Les participants avaient lancé un appel au gouvernement, lui rappelant qu’il s’apprêtait à violer les fondements sur lesquels s’appuyaient la nouvelle république népalaise et sa Constitution provisoire, laquelle avait proclamé dès 2006 la liberté religieuse et la laïcité de l’Etat (3). “[Cette proposition de loi] est contre la laïcité de l’Etat déjà inscrite dans la constitution provisoire”, s’insurge Nazrul Hussain Falahi, leader musulman et coordinateur adjoint de l’IRSPM.
« Bien que le Népal se soit proclamé un pays laïc, il continue d’exclure les minorités religieuses », renchérit Palsang Vajra Lama, moine bouddhiste et coordinateur de la campagne de l’IRSPM. Se joignant aux autres minorités religieuses du pays, il dénonce le fait que seules les institutions hindoues reçoivent des aides de l’Etat, les monastères bouddhistes, églises, temples et mosquées n’étant pas toujours pas reconnus comme des institutions religieuses faute d’un statut juridique clair.
Les leaders religieux et politiques ont également exhorté le gouvernement à faire figurer, comme cela avait été prévu par la Constituante, les libertés religieuse, d’expression et d’opinion dans la future Constitution népalaise, et à créer une Commission aux affaires religieuses, afin de représenter les minorités non hindoues du pays, les faire reconnaître juridiquement et les protéger de toute discrimination.
A la veille de la promulgation de la Constitution népalaise, la transformation récente de la situation politico-religieuse a de quoi alimenter les craintes des minorités. Après l’euphorie qui avait suivi la chute de la monarchie et la rapide croissance des religions non hindoues sous l’effet de la laïcisation de l’Etat – tout particulièrement des communautés chrétiennes (surtout évangéliques et pentecôtistes) -, la montée de l’extrémisme hindou, proportionnelle à l’avancée du christianisme, a très vite sonné la fin de la tolérance religieuse encore balbutiante au Népal. La manifestation la plus visible de ces violences anti-religieuses a été l’attentat meurtrier perpétrée en mai 2009 dans l’église catholique de l’Assomption à Katmandou par la Nepal Defence Army (NDA), un groupe nationaliste prônant le retour à la monarchie et à la religion hindoues (4).

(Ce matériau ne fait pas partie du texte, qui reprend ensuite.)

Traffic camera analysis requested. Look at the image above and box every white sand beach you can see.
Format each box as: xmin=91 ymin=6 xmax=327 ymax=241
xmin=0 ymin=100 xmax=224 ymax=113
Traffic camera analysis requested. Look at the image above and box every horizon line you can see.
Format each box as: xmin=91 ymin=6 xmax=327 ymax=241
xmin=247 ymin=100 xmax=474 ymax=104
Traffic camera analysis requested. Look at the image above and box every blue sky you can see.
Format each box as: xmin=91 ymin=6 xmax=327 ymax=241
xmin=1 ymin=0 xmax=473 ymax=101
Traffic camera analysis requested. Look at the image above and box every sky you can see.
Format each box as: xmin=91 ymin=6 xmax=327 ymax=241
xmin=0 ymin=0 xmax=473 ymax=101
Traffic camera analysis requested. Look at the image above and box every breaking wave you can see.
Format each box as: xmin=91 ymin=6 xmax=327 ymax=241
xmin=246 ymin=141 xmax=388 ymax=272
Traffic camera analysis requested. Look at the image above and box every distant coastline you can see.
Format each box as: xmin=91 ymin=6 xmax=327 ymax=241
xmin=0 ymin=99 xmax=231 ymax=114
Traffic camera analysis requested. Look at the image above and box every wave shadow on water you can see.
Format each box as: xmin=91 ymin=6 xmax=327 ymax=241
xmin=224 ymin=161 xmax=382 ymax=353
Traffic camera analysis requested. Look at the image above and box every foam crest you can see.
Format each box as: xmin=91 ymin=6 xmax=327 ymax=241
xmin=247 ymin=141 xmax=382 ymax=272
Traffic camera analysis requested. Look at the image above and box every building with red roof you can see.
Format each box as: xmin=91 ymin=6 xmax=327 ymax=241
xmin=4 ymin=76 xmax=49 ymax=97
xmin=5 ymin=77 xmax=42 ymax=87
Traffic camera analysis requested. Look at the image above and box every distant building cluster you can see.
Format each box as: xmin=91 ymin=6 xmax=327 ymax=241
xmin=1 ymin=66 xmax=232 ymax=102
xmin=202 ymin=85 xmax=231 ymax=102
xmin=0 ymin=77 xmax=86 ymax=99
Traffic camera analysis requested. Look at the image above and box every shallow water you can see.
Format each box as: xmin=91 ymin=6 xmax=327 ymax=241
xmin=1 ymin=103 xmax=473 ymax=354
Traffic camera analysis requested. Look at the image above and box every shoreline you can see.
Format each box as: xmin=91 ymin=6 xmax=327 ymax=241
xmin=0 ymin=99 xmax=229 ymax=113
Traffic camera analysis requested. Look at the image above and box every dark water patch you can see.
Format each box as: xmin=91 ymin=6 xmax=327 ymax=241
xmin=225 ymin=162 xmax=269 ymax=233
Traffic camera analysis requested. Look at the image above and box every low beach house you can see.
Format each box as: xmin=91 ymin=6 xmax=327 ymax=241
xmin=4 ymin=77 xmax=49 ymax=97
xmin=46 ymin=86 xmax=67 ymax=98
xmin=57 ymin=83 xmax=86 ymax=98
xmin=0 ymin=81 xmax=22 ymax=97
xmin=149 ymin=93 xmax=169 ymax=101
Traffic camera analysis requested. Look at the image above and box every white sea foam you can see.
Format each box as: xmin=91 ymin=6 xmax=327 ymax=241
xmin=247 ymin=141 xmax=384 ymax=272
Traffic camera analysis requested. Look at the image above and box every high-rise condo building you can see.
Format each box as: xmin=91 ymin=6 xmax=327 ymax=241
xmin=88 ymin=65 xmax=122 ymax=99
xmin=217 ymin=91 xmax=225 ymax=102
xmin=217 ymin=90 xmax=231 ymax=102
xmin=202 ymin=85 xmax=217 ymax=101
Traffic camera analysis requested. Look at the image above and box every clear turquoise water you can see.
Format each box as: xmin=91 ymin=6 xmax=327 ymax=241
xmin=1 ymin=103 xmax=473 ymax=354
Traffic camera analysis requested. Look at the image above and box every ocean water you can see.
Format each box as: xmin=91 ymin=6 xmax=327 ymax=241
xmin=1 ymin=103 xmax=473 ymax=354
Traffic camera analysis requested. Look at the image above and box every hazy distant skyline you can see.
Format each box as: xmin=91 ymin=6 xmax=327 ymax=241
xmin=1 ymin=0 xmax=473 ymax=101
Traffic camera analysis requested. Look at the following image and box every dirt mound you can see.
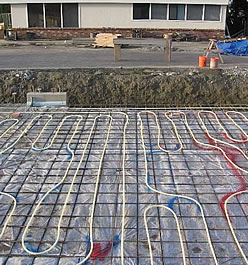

Le projet de l’article 160 s’appuie sur la conviction martelée par les hindouistes que les chrétiens pratiquent des conversions forcées. Une affirmation fermement réfutée par toutes les communautés chrétiennes. « C’est une théorie sans fondement, et il est scandaleux que le gouvernement l’appuie », s’indigne Isu Jang Karki, qui est à la tête de la Nepal Christian Society, la plus importante fédération d’Eglises protestantes du pays.
« La loi n’est pas contre les chrétiens qui rendent de grands services à notre pays », a voulu plaider auprès de l’agence AsiaNews le ministre de la Justice, Prabhu Sah, « mais plutôt contre l’hégémonie grandissante du christianisme ». Il rapporte qu’hindous et bouddhistes se plaignent des pratiques de conversions agressives de certaines communautés protestantes. « Ces griefs ne s’appliquent pas aux catholiques », précise-t-il.
N’étant pas représentés au Parlement (le « Comité chrétien pour la nouvelle Constitution » n’a qu’un pouvoir consultatif), les chrétiens et autres minorités religieuses craignent que l’amendement soit adopté sous la pression des extrémistes hindous dont le nombre et l’influence ont grandi récemment au sein des institutions d’Etat.
Bien que la loi anti-conversion n’ait pas encore été approuvée, certains commencent déjà l’appliquer, comme le raconte Dhoj Tamang, vice-president du Tamsaling Party, à l’agence Ucanews. Il y a quelques jours, des membres de son ethnie ont récemment été arrêtés à Katmandou pour avoir abattu une vache afin de consommer sa viande. « Les Tamangs mangent de la viande depuis des siècles. Consommer ce que nous voulons est notre droit le plus absolu, mais aujourd’hui nous n’osons plus regarder une vache de peur d’être arrêtés. » (5).